Updated August 2021
In this article you will learn about LinkedIn business etiquette and better understand how to navigate your interactions on LinkedIn using the messaging and personalised invitation to connect features.
There are some general rules of engagement on LinkedIn, which I refer to as LinkedIn etiquette because my approach to LinkedIn is not the same as some of the more salesy approaches you may have heard about or been on the receiving end of.
When I refer to your etiquette on LinkedIn, I’m talking about how to engage with other LinkedIn members who may be referrers, collaborators, suppliers, clients and potential clients. Importantly, whether your focus is business to business (B2B) or business to consumer (B2C), in both cases you are interacting with humans (H2H) and so need to remember to treat people with respect when you engage with them on LinkedIn.
The Foundations of Building Business Relationships
While I don’t believe you can live on a digital diet alone, I do believe you can start (and continue) many conversations on LinkedIn with the people who matter to your business. This may be long lost colleagues, suppliers, and potential clients and collaborators.
I encourage you to imagine LinkedIn is just like a virtual room and your profile is you. Focus on what you can give, rather than what you can get, and remember to use your manners. Be personable and helpful, because at the heart of being an effective networker is focusing on the relationship first, and serving your goals second. People can smell a salesperson or personal agenda and often hate this transactional approach on LinkedIn. You know the type!
Focus on Key Topics of Expertise or Business Interest
I recommend you take a strategic approach to how you present yourself and engage with others on LinkedIn and consider LinkedIn’s role as part of an overall content marketing strategy. This involves deciding the specifics of who you want to influence on LinkedIn and clearly positioning yourself as a specialist in your area of expertise.

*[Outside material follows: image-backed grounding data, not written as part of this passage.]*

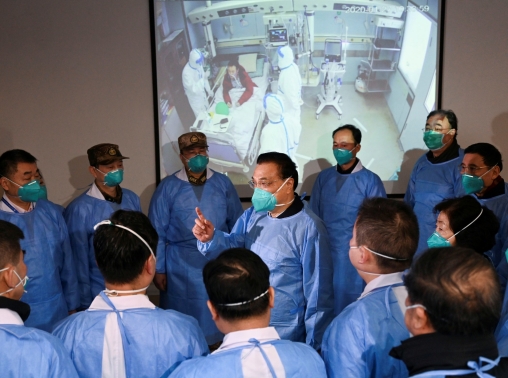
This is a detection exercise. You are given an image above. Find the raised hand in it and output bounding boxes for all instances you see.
[192,207,215,243]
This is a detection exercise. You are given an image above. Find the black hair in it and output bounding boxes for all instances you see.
[256,152,298,190]
[93,210,158,284]
[427,109,458,131]
[405,247,501,336]
[332,124,362,145]
[0,220,24,268]
[227,59,240,69]
[464,143,503,172]
[434,196,499,255]
[203,248,270,321]
[0,149,37,178]
[356,197,419,272]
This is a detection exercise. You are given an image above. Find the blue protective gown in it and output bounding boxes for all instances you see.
[148,169,243,344]
[322,284,409,378]
[197,204,335,350]
[167,339,326,377]
[52,295,209,378]
[473,183,508,268]
[0,324,78,377]
[496,310,508,357]
[310,163,386,314]
[64,187,141,309]
[0,200,79,331]
[404,151,465,256]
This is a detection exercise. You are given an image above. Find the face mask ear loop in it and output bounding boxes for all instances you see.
[451,208,484,239]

If you choose to use the LinkedIn published article feature you can demonstrate the problems you solve with case studies or insights from experiences you have with clients. It is also useful to decide the core topics that are relevant to the connections you wish to influence.
These topics can:
- form your focus areas for LinkedIn
- help guide the types of articles you share
- help guide the updates you like and comment on
Take some time to think about the 3 key topics that are relevant to both your services and your client’s needs. When you have done this I recommend you also clean up your newsfeed to improve your LinkedIn user experience. Here’s how.

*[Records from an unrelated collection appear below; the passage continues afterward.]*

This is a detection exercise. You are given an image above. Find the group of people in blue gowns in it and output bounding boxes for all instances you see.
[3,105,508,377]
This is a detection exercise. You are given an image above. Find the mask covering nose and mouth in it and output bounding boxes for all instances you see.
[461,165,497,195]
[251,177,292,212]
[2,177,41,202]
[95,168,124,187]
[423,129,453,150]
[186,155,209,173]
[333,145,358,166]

Contribute Thoughtfully and Strategically
Remember, this is a business platform where you can influence current and potential stakeholders so be considered and strategic with your topic choices. Once you have developed a clear understanding of your online voice, you can tell your story via your professional profile and leverage the thinking you have done around your LinkedIn strategy to help position yourself as an expert in your field.
You can provide thought leadership in your areas of expertise and contribute in groups or share insightful posts and LinkedIn articles, creating opportunities to network with your connections and group members.

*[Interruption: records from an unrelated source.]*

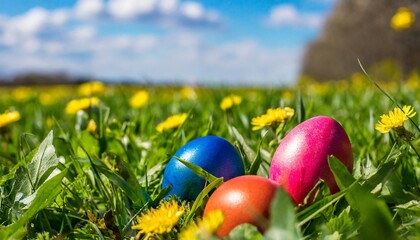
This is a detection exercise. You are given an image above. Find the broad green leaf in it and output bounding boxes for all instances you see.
[0,163,20,185]
[10,166,32,203]
[27,130,59,189]
[321,231,341,240]
[0,169,67,239]
[321,207,357,239]
[329,157,398,240]
[265,187,301,240]
[11,131,60,207]
[395,200,420,212]
[226,224,263,240]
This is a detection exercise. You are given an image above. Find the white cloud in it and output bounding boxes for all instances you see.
[306,0,336,4]
[99,35,301,85]
[159,0,178,14]
[106,0,221,27]
[266,4,324,28]
[107,0,157,20]
[0,0,222,51]
[22,38,41,52]
[0,29,301,85]
[268,5,298,24]
[91,35,158,52]
[0,7,71,53]
[50,9,71,26]
[0,1,301,85]
[68,26,96,42]
[194,39,302,85]
[11,7,50,35]
[74,0,104,19]
[43,41,65,54]
[133,36,159,51]
[12,8,69,35]
[180,1,205,20]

To start more conversations and build stronger business relationships on LinkedIn I encourage you to:
- respond to invitations to connect with a conversational follow up message
- follow up face to face conversations with new contacts by inviting them to connect on LinkedIn
- like relevant posts and updates shared by colleagues
- comment when you can genuinely add value to the discussion
- share relevant and insightful content (e.g. useful articles you have read) and remember to stay focussed on your chosen topic areas
I encourage you take the time to consider your plan for LinkedIn and I look forward to hearing about the results you achieve for your business as a result.